Wir von Motorradtest.de haben Ziele im Leben. Neben der Weltherrschaft der coolen „Von-Biker-zu-Biker-Videos“ regen wir uns gerne über den neusten Marketing- oder Technikquatsch auf. Das hört bei der Scheininnovation Keyless-Go lange nicht auf, denn nun hat Triumph schwer einen vorgelegt. Die Triumph Speed Twin, so hört man, sei etwas überaus Besonderes – früher hätte man „Motorrad“ zur Bauform der Triumph gesagt, heute heißt es „Naked Roadster Bike“. Triumph legt da wie gesagt eine Schippe drauf und nennt die Speed Twin „Modern Classic“.

Um den Trend nicht zu verpassen kommen wir nochmal neu rein und freuen uns deshalb hier den Test der Triumph Speed Twin ankündigen zu können, einem Naked Roadster Bike der Unterkategorie Modern Classic.

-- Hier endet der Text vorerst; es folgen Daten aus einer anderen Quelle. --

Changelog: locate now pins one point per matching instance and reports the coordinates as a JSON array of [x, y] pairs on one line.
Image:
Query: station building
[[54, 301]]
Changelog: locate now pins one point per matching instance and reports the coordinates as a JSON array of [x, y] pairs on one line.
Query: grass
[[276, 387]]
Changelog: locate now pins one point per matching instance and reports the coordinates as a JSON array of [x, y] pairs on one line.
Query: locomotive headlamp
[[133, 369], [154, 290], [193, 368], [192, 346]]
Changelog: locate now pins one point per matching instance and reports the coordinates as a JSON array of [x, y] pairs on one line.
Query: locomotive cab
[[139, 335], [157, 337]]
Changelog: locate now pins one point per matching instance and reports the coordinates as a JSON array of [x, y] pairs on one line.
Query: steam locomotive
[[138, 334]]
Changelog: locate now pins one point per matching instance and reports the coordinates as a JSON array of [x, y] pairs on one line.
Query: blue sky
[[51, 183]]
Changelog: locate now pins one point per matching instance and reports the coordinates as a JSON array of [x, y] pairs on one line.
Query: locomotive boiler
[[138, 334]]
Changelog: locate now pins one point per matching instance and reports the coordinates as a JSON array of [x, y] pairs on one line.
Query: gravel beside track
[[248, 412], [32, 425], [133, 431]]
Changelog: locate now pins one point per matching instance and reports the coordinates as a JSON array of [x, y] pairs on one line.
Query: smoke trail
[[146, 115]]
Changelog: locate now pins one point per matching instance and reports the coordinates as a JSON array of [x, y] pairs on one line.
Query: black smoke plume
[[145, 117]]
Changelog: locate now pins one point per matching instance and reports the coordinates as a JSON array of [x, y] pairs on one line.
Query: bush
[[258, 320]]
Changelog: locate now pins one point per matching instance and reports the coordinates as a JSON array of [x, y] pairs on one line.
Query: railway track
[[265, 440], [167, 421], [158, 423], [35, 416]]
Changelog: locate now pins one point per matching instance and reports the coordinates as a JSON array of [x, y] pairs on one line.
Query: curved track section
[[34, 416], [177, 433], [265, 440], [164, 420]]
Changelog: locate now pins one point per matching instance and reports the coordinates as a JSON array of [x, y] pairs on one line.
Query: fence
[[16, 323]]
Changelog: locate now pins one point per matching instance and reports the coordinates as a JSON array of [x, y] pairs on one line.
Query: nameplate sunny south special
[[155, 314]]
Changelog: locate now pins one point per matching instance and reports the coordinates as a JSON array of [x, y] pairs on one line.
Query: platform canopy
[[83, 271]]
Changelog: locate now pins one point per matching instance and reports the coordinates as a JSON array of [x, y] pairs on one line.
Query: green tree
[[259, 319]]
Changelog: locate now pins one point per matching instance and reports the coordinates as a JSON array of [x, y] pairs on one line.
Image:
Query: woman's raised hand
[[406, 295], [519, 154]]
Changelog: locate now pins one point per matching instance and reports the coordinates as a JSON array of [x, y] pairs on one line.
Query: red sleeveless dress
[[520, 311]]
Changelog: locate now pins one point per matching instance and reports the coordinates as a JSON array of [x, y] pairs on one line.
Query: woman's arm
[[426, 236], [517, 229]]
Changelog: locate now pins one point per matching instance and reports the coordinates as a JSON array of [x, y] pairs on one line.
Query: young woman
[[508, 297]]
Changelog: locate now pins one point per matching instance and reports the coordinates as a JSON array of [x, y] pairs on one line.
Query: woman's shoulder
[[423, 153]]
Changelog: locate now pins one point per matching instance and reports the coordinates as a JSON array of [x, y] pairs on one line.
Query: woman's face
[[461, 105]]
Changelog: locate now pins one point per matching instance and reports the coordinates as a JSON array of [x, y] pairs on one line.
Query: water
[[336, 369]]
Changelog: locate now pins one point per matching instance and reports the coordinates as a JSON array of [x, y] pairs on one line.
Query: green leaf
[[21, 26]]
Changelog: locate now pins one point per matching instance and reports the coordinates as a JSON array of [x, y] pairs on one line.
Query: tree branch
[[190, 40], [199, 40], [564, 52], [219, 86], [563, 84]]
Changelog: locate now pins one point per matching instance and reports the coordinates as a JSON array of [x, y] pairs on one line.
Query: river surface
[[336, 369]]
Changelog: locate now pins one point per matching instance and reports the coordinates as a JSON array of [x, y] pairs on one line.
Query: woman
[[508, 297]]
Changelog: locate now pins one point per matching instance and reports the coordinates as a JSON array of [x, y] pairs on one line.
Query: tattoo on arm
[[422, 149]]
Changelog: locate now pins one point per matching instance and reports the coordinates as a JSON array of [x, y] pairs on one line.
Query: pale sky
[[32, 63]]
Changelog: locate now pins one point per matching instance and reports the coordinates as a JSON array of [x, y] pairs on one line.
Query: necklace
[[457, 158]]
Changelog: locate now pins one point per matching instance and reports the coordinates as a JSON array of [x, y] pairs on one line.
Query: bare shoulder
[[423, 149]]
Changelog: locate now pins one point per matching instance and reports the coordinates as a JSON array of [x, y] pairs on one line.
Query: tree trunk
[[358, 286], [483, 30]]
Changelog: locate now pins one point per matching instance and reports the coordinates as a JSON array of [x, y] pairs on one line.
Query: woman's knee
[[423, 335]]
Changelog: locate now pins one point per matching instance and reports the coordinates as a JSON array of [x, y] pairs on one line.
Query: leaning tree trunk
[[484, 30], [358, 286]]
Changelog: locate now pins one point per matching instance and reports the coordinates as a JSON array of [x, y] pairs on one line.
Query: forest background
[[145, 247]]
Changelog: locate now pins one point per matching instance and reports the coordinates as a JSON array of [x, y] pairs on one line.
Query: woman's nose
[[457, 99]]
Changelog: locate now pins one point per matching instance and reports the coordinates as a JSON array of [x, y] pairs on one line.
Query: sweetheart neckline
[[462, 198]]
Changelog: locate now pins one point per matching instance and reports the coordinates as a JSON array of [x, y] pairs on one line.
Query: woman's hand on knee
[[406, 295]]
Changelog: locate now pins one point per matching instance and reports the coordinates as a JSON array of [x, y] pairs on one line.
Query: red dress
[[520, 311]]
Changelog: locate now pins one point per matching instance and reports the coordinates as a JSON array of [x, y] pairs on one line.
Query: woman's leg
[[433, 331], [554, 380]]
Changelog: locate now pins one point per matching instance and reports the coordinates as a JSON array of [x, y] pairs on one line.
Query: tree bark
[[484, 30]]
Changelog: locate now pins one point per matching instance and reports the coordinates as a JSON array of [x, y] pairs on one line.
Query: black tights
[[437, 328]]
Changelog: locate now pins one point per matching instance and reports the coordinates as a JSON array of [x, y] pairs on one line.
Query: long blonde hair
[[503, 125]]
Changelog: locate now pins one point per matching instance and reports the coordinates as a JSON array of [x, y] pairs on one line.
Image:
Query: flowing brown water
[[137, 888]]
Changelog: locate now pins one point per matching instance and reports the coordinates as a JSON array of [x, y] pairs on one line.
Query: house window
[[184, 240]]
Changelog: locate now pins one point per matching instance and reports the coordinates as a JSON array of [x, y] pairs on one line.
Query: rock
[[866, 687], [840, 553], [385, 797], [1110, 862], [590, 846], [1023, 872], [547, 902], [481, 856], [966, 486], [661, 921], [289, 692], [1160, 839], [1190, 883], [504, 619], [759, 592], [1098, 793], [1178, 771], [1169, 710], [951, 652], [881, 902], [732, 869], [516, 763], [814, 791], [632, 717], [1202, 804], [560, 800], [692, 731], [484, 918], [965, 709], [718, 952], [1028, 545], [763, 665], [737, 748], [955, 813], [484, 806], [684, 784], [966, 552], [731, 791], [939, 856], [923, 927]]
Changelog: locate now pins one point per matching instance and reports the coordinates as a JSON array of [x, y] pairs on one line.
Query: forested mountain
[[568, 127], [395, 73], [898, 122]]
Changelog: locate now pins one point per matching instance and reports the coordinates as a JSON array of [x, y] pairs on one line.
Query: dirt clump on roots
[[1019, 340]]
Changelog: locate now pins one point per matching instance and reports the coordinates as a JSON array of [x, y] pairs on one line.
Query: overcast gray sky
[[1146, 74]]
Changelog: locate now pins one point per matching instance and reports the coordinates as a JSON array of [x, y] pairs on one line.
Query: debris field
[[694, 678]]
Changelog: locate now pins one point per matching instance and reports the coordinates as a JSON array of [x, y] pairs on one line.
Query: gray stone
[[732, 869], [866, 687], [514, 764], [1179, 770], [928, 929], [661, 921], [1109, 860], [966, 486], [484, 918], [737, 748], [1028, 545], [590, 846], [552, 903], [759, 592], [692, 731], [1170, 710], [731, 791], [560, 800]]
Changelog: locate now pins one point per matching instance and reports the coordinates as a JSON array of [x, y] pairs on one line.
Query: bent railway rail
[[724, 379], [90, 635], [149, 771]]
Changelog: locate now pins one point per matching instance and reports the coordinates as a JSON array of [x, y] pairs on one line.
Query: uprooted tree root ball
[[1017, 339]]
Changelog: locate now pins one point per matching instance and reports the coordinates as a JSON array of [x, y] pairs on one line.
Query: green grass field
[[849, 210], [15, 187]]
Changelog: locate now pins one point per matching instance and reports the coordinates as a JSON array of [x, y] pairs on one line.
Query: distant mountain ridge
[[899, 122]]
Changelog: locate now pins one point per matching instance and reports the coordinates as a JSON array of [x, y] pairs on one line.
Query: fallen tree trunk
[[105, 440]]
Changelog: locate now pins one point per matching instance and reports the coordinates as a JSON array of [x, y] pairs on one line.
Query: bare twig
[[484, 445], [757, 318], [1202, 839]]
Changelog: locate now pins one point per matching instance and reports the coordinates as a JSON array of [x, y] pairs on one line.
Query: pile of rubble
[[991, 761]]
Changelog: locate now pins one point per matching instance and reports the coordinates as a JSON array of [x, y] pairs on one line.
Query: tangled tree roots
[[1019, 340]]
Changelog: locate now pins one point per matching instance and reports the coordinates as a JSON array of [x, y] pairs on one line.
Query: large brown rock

Das ganze Drumherum bedeutet vor allem eines: Es handelt sich um ein Retro-Bike, dem es an keinen modernen Sicherheitsfeatures mangelt. Das sollte bei einem nicht wirklich günstigen Einstiegspreis von 11.950 Euro selbstverständlich sein, zumal sich dieser mit nicht weniger als 80 Zubehörteilen allein vom Hersteller kräftig in höhere Umlaufbahnen schießen lässt.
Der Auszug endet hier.